Within Indonesia’s coal industry, average breakeven prices—the amount of money for which corporations must sell their coal to cover the costs of production—stood at US$53 a tonne in the first half of 2020. This means present rates signal acute financial distress for the sector.
At current prices, the analysis finds that out of 11 Indonesian miners surveyed, only one—Bayan Resources—is making a profit. It estimates that the period from July to September has seen firms run unprofitably and use up cash reserves to keep operations afloat.
IEEFA expects benchmark prices to remain at present levels for at least another 12 months. Such bleak business conditions will prompt stakeholders to ask increasingly tough questions about the financial status of the coal sector, states the analysis.
The Indonesian coal industry has not yet made the case for a government bailout, but IEEFA says the sector seems “poised” to push for relief from coal royalty obligations if low prices persist.
Ghee Peh, IEEFA energy analyst and the author of the report, said the economic value of coal assets and reserves was set to come under pressure as energy markets pivot to cheaper renewables and the fossil fuel loses its lustre among traditional investors as well as industry players.
Some of Indonesia’s major coal export markets, including China and India, are slashing imports and increasingly turning to domestic sources to bolster energy security. Both Bangladesh and Vietnam are considering scrapping coal-heavy power plans in favour of gas and renewables.
“As coal asset values decline, current operators and potential buyers have to reassess any decision to proceed. They may well end up with stranded assets,” Peh told Eco-Business. “Bad assets should be shut down.” Generators become stranded assets when they no longer yield sufficient returns.
Peh said nearly 140 significant global financiers, insurers and asset managers had already announced their divestment from coal financing, and major international miners such as Australia-based Rio Tinto and South Africa-based Anglo American have been backing away from coal assets since 2016.
The Australian mining behemoth BHP said last month that it intends to sell its Mount Arthur thermal coal operations and three other mines. Peh observed that these moves signalled a negative view on the risk profile of coal assets.
Let market forces run their course
The report reveals that five of the firms reviewed have larger portions of debt relative to equity capital that they could rely on for financing, making them more vulnerable to price fluctuations. They are Bumi Resources, ABM Investama, Geo Energy Resources, Toba Bara and Indika Energy.
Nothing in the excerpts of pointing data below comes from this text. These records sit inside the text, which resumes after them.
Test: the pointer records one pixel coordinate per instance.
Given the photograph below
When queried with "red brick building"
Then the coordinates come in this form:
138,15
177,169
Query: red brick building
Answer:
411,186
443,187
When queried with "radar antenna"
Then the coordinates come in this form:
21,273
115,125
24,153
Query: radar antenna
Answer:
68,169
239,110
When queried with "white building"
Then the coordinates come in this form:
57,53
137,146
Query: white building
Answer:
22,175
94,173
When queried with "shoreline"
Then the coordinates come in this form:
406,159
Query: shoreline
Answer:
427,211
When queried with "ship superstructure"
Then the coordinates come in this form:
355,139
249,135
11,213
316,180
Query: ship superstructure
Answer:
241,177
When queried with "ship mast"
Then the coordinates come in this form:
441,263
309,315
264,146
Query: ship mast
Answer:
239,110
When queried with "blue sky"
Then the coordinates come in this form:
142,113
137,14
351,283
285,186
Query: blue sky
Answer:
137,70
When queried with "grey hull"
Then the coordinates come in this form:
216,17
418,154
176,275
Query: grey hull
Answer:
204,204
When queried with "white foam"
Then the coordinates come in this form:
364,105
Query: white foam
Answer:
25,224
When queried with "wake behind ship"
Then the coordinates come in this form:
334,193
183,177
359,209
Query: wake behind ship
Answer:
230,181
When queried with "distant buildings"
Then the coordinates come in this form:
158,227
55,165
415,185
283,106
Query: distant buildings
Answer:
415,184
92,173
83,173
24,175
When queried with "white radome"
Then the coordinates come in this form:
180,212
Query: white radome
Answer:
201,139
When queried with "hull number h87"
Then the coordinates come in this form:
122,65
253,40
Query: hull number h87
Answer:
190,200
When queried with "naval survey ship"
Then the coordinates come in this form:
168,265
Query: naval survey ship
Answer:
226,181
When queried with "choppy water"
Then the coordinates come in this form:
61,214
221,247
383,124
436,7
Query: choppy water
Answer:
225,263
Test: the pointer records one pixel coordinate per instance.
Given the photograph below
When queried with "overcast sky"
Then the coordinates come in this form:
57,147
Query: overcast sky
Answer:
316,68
Bumi Resources, ABM Investama and Geo Energy Resources in particular stand out for being structurally weak due to their required high breakeven prices of up to US$63 a tonne in addition to enormous debt loads.
Even with some measure of relief, these firms will struggle to juggle their bills in increasingly challenging markets, predicts the analysis. At the end of 2019, the Indonesian coal sector was already saddled with a total debt of US$6.5 billion.
IEEFA states that support for the coal sector would not resolve its structural issues in the long run and merely represent a form of relief for Indonesian and foreign lenders backing the sector, which include Bank Mandiri, Bank Negara Indonesia, Bank Rakyat Indonesia and Permata Bank.
“Any financial assistance provided to the coal industry will go straight into the hands of lenders, leaving a broken industry still broken,” said Peh.
“Any government bailout to the coal industry would put at risk further royalties the country sorely needs, while protecting underperforming companies in decline,” he continued. “Allowing poorly run coal mines and companies to fail may be the economically correct option.”